With a strong foundation built, we are taking it a leap forward by layering on a level of machine learning and deep learning to further reduce and even eliminate optimization cycle time. This feature, called Autonomous Speed Range Management , is enabled by our High-Resolution Adaptive Controller (HRAC), which engages with the POP via its embedded communications protocols and the Cloud.
The machine learning algorithm first classifies whether wells are underpumping, overpumping, or dialed in, based on well conditions over various time series. Then, it runs the proper optimization diagnosis and remediation based on the classification. Finally, it either sends a recommendation to the user to accept and engage the change, or, if enabled by the user, the system automatically applies a change to the SPM set points to optimize well conditions in real time.
Unlike humans, machine learning algorithms are able to look at every stroke and identify well behaviors. But, like humans, machines also require training by domain experts to become truly effective at their jobs. Studies across multiple industries show that even the most accurate machine learning systems still require “humans in the loop” to account for up to 20% of the solution. This is primarily accomplished either through helping label training datasets or correcting inaccurate predictions to continually refine the algorithm. We subscribe to this methodology across both of these functions, having production engineers collaborate with developers and data scientists.

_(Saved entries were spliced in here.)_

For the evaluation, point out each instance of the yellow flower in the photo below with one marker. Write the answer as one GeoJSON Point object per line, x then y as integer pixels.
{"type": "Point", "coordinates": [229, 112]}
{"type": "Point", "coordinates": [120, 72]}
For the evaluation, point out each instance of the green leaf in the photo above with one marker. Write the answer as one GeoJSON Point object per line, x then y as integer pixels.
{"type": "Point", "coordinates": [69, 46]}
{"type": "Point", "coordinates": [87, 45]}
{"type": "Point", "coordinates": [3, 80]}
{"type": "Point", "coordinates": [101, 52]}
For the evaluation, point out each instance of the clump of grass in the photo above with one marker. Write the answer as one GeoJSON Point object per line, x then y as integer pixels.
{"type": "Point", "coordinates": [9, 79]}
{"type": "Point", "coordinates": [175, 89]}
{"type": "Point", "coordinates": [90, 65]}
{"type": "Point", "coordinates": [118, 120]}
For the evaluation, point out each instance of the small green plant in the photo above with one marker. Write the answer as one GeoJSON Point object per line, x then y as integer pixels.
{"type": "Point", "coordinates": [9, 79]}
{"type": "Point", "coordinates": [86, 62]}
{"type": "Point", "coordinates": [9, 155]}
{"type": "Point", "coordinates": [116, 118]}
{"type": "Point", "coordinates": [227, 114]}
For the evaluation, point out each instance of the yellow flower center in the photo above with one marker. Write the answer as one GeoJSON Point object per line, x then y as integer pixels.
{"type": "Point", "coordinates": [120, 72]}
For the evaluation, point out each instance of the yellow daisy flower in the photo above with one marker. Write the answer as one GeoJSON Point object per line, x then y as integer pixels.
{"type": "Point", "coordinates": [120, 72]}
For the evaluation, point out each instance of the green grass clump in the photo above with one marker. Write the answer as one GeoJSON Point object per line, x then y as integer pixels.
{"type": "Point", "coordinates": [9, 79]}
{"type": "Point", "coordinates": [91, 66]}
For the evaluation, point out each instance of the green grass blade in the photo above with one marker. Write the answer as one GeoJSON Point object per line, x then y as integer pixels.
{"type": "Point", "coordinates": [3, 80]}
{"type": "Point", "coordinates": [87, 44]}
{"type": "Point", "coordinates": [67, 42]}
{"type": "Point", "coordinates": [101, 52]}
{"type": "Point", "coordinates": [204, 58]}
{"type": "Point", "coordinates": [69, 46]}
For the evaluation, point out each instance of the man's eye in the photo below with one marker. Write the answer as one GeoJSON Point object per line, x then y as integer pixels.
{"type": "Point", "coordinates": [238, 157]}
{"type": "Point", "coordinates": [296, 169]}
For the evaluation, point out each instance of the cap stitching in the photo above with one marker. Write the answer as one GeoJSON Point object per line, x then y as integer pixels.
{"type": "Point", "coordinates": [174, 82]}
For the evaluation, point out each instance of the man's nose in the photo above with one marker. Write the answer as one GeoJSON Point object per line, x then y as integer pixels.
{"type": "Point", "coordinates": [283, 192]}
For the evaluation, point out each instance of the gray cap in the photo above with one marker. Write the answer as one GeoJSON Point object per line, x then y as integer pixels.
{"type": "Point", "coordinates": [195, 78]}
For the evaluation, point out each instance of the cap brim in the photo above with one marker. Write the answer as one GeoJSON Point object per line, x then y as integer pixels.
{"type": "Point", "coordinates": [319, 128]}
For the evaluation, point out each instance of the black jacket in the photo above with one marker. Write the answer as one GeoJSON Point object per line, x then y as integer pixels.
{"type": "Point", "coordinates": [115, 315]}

In the example below (Figure 1), a machine learning algorithm simultaneously looks at multiple patterns to detect if a human is walking or running. This parallels well optimization, in which a computer is able to detect underpumping (walking) or overpumping (sprinting) conditions, shown in the platform screencaps in Figure 2.
Fig. 1: A Machine Learning is used to determine walking/running state.
Fig. 2: The Ambyint platform uses ML to detect well state.
Next, by combining domain expertise with machine learning and deep learning techniques, we are able to advance from classification of well types into remediation algorithms for each well. Image classification or natural language processing algorithms work by taking in data, applying predefined system and rules, delivering an outcome, and improving over time. Following the same methodology, we are able to read in multiple streams of rod pump well data and execute a structured optimization logic. This is akin to how an engineer makes an optimization decision, with similar outcomes.
A machine can execute well optimization set point adjustments more quickly, objectively, consistently, and routinely. This is a win-win for field personnel because, since they are unburdened by routine optimization changes, they can focus on delivering higher value tasks. Additionally, management is happy because wells are dialed in.
In early testing of automatic speed range management, customers have seen production gains of up to 10% on underpumping pilot wells with no drop in well efficiency metrics (e.g. pump fillage). On overpumping wells, we are cutting strokes into the system by up to 15% without losing production, which leads to a reduction in power costs and failure rates on a linear, stroke-for-stroke basis.
Ambyint has been delivering best-in-class artificial lift optimization solutions to E&P customers since 2004. Ambyint delivers remote optimization and management that cost-effectively reduces level of effort and increases production from both horizontal and vertical wells on artificial lift. By using a combination of traditional physics-based techniques and modern artificial intelligence, Ambyint automates diagnosis, remotely adjusts operating parameters, and predicts and prevents failures without requiring time consuming human intervention.